I’ve seen these arguments and others proposed on-line by members of the Buchan Society as they defend their hero from charges of racism, anti-Semitism and so on.

But I am only half-convinced.

Thrillers, like children’s books, always do imply a set of values. Certainly I make allowances for dated attitudes in old books; but I would say that even in 1924, perceptive writers were above the type of crude stereotypes in which Buchan indulges. Buchan isn’t anywhere near as crude as the crypto-Fascist, and definitely anti-Semitic, antics of his contemporary “Sapper’s” Bulldog Drummond thrillers. But it must still give us pause to realize that the assumptions of The Three Hostages were the assumptions of a man who held high administrative office in the British Empire. (Buchan was at various times an MP, secretary to the High Commissioner for South Africa, and Governor-General of Canada).

This is why I draw The Three Hostages to your attention. It is not a great read, but it is a window into how influential and powerful people once thought. It must be the historian in me that thinks it “worth reading”. 
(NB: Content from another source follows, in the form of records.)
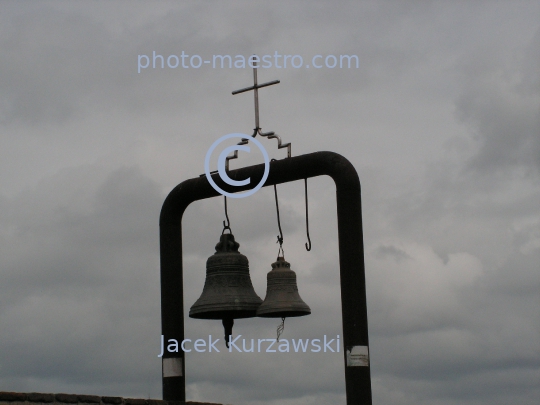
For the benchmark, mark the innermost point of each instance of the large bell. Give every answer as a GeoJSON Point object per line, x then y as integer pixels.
{"type": "Point", "coordinates": [228, 293]}
{"type": "Point", "coordinates": [282, 298]}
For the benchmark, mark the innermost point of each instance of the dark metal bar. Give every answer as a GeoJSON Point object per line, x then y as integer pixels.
{"type": "Point", "coordinates": [351, 258]}
{"type": "Point", "coordinates": [257, 86]}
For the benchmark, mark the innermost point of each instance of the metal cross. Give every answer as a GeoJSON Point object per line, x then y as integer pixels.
{"type": "Point", "coordinates": [256, 88]}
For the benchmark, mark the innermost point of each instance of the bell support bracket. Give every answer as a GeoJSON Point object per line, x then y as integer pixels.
{"type": "Point", "coordinates": [351, 262]}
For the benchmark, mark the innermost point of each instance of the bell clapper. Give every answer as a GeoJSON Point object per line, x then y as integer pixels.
{"type": "Point", "coordinates": [280, 328]}
{"type": "Point", "coordinates": [227, 326]}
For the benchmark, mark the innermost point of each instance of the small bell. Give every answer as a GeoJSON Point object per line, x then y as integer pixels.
{"type": "Point", "coordinates": [228, 293]}
{"type": "Point", "coordinates": [282, 298]}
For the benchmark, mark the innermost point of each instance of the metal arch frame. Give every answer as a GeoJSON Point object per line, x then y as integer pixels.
{"type": "Point", "coordinates": [351, 259]}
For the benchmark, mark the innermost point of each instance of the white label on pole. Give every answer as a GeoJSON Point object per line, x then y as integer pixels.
{"type": "Point", "coordinates": [358, 356]}
{"type": "Point", "coordinates": [172, 367]}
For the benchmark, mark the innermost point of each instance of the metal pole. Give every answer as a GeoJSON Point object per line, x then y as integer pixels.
{"type": "Point", "coordinates": [351, 262]}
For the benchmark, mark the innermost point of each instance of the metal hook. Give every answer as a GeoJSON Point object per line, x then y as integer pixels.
{"type": "Point", "coordinates": [308, 247]}
{"type": "Point", "coordinates": [228, 225]}
{"type": "Point", "coordinates": [280, 236]}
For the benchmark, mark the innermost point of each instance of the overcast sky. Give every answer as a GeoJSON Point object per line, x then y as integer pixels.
{"type": "Point", "coordinates": [440, 119]}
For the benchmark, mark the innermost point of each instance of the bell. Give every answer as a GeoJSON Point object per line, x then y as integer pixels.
{"type": "Point", "coordinates": [228, 293]}
{"type": "Point", "coordinates": [282, 298]}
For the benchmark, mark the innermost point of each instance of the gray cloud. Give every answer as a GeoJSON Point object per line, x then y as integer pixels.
{"type": "Point", "coordinates": [440, 120]}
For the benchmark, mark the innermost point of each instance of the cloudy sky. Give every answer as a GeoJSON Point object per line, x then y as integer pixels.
{"type": "Point", "coordinates": [440, 119]}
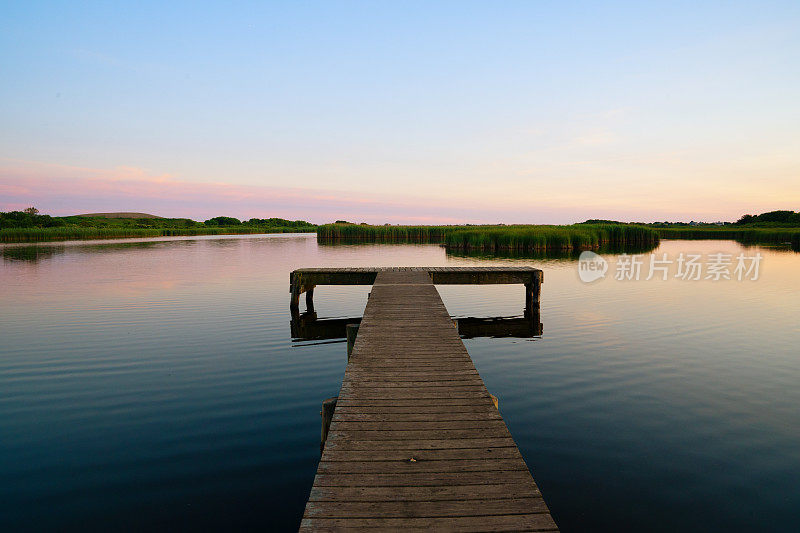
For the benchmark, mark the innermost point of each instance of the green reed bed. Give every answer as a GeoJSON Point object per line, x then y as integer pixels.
{"type": "Point", "coordinates": [773, 236]}
{"type": "Point", "coordinates": [70, 233]}
{"type": "Point", "coordinates": [365, 233]}
{"type": "Point", "coordinates": [538, 238]}
{"type": "Point", "coordinates": [522, 238]}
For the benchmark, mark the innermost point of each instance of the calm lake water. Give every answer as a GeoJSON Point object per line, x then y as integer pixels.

Footnote - In a biography of Alfred Hitchcock, I read that the great director preferred The Three Hostages to Buchan’s first – and most famous – Richard Hannay thriller The 39 Steps, which he had had completely re-written and directed with great success in 1935. For years Hitchcock collaborated with various people in trying to turn The Three Hostages into a filmable screenplay. But he was never able to overcome the fact that plots based on hypnotism look very unconvincing when acted out on screen. I wonder if anyone seeking to film The Hypnotist will run up against the same problem?